看着房门紧紧关闭之后,维克托才拿起桌上的电话听筒,没过一会儿,雅科夫的声音从电话里传出来。
“父亲,”雅科夫在电话中的声音显得有些急躁,他一听到维克托接了电话,便迫不及待的说道,“莫斯科究竟发生了什么,为什么古比雪夫的......”
“雅科夫!”不等雅科夫把话说完,维克托便厉声喝道,“给你说过多少回了,遇事要冷静,冷静!你慌什么?”
“哦......对不起父亲,”雅科夫在电话里说道,“不是我不够冷静,只是这事情发生的太突然了,我担心如果这次在古比雪夫翻了船,会引起一系列的连锁反应,如果不能把这边的局面稳定下来,那到时候咱们很有可能会满盘皆输。”
“古比雪夫的事情我已经知道了,”维克托用他一贯冷漠的音调说道,“不过你也不用考虑那么多,这些事情不是你该去想得。你现在要做的,就是按照之前的计划一步步推行下去。至于其他地问题,我会想办法解决的。”

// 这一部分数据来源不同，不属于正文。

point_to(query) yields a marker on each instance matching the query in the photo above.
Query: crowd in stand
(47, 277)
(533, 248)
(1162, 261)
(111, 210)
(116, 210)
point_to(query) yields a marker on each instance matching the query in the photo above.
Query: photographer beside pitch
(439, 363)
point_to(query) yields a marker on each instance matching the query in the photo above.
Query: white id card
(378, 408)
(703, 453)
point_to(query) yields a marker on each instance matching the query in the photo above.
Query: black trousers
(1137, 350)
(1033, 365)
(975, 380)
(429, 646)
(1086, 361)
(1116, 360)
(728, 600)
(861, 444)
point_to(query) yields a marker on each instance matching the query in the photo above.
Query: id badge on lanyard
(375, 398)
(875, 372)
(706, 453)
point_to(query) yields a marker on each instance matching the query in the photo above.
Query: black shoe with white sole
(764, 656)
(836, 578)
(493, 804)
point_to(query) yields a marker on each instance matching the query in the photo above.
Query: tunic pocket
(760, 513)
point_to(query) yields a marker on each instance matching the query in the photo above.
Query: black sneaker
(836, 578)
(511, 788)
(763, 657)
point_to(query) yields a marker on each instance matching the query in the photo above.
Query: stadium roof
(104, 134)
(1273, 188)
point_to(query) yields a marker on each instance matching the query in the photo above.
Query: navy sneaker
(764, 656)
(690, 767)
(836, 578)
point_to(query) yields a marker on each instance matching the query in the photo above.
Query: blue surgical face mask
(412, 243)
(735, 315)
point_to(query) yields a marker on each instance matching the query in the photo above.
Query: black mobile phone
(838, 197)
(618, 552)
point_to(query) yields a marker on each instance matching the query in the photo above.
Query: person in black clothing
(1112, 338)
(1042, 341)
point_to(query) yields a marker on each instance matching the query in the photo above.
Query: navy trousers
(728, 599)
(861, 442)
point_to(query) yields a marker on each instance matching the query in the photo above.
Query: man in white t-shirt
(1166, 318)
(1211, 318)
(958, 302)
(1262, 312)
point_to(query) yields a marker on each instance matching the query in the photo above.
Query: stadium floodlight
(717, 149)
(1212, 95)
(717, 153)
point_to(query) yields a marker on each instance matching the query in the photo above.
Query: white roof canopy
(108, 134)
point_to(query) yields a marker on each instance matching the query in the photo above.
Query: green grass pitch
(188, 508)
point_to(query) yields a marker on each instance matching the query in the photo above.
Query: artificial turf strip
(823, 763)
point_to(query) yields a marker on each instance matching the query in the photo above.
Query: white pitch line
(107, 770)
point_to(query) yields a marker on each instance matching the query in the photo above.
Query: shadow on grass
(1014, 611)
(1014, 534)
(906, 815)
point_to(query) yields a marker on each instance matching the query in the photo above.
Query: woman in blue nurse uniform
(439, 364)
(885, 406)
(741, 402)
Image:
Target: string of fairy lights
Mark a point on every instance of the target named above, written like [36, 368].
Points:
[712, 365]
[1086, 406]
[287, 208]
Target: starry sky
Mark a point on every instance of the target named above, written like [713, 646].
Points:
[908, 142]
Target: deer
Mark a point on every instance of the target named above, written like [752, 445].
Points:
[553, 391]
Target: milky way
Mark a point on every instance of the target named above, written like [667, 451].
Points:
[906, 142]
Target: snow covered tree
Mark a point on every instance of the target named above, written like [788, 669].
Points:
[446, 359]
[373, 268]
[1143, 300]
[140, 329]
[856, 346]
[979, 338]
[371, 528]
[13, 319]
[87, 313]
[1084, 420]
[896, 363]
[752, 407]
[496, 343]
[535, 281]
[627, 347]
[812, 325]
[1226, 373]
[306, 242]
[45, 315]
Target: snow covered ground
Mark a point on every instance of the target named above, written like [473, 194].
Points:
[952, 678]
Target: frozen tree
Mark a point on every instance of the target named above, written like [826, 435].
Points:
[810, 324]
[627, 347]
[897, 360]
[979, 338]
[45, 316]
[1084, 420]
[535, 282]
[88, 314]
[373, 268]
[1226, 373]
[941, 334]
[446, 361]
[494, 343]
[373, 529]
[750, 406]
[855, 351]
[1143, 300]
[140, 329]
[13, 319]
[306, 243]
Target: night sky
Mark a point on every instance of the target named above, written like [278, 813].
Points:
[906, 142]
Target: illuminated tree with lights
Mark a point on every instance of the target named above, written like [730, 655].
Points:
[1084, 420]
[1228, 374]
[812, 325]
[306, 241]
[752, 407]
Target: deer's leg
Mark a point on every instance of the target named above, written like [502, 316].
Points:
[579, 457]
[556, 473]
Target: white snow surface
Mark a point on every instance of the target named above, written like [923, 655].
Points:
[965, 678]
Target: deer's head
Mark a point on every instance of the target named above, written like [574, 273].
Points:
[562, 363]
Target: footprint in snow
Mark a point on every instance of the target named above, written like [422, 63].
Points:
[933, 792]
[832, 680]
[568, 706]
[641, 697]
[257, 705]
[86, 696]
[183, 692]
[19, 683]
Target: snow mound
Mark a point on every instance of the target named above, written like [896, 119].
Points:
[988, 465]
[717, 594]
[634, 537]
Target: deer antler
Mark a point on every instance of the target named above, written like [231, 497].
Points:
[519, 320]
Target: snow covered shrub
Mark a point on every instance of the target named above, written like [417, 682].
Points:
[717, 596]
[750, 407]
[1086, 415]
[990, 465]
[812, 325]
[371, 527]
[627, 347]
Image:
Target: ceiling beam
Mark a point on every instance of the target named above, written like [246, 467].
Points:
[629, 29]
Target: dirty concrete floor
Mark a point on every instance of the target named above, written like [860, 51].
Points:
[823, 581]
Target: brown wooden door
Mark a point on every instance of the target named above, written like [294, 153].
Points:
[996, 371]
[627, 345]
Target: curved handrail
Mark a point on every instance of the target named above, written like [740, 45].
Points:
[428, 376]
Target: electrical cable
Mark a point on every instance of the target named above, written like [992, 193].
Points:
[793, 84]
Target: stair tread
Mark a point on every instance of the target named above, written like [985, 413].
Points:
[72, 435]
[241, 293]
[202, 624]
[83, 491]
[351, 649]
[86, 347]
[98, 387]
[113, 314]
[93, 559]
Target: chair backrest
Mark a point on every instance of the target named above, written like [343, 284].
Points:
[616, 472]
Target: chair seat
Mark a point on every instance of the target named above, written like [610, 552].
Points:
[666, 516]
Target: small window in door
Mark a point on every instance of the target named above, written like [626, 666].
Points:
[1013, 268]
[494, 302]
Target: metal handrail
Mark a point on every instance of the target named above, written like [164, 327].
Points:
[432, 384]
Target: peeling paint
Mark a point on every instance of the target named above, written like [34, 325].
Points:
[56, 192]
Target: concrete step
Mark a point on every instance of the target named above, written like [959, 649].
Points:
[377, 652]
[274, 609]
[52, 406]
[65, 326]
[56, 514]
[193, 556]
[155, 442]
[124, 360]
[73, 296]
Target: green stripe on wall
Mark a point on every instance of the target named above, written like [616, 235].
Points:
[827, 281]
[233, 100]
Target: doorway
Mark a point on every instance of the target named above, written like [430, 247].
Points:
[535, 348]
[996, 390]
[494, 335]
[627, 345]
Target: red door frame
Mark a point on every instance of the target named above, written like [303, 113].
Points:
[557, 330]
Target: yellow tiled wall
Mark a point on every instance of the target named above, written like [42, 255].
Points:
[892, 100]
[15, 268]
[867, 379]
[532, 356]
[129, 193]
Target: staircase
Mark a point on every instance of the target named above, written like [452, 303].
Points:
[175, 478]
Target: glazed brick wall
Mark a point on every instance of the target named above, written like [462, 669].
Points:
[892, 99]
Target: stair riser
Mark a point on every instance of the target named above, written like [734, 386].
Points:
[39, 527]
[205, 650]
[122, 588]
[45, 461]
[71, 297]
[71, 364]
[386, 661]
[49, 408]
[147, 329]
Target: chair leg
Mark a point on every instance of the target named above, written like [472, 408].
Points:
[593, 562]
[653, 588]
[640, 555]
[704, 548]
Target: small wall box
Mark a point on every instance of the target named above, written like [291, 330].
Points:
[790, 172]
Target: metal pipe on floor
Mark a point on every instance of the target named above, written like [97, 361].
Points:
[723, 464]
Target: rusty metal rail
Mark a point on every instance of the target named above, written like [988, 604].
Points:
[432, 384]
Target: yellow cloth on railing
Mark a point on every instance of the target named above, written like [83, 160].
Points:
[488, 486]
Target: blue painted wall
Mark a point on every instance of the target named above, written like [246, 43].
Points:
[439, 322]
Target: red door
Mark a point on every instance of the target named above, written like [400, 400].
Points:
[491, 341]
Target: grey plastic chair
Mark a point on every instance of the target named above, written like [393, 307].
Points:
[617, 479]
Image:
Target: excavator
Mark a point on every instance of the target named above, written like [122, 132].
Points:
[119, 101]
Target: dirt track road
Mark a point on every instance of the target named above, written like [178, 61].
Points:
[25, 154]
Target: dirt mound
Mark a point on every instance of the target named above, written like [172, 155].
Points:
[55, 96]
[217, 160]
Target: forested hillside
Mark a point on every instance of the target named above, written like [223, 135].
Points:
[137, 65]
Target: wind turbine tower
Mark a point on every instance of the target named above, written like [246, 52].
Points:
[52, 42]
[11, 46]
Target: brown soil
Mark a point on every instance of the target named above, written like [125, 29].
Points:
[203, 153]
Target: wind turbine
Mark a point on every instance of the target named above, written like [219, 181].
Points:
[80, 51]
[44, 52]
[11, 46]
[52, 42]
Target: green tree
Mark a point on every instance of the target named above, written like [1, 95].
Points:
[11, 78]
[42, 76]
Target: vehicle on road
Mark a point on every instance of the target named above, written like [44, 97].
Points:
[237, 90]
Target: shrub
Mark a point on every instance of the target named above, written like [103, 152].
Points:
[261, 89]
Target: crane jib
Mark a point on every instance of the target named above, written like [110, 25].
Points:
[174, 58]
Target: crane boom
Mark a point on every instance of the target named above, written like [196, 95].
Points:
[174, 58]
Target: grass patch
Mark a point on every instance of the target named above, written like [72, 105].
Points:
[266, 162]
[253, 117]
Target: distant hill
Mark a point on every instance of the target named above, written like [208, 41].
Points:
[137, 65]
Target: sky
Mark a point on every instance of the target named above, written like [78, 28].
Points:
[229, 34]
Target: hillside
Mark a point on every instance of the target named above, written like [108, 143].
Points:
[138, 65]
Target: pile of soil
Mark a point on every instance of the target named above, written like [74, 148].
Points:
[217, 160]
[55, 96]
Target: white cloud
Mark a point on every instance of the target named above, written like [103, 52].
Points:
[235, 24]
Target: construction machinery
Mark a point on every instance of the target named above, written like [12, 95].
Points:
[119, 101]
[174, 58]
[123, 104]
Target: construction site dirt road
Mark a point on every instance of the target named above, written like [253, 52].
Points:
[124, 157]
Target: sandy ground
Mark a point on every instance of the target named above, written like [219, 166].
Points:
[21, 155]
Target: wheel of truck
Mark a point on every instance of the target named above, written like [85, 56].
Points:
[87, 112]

“可现在的问题是,妮娜地那位心上人也有了顾虑。”雅科夫说道,“某些人在立场上的变化,令咱们的计划出现了漏洞,他担心将来会因此而招惹上不必要的麻烦。”
“这有什么好担心的,”维克托冷漠的一笑,貌似漫不经心的说道,“有漏洞你就它他补上,有人立场上出现变化,那就想办法让他永远出局。如果那些不该存在的人消失了,妮娜的那位心上人还会有什么顾虑吗?像这么简单的事情。你应该知道怎么去做吧?”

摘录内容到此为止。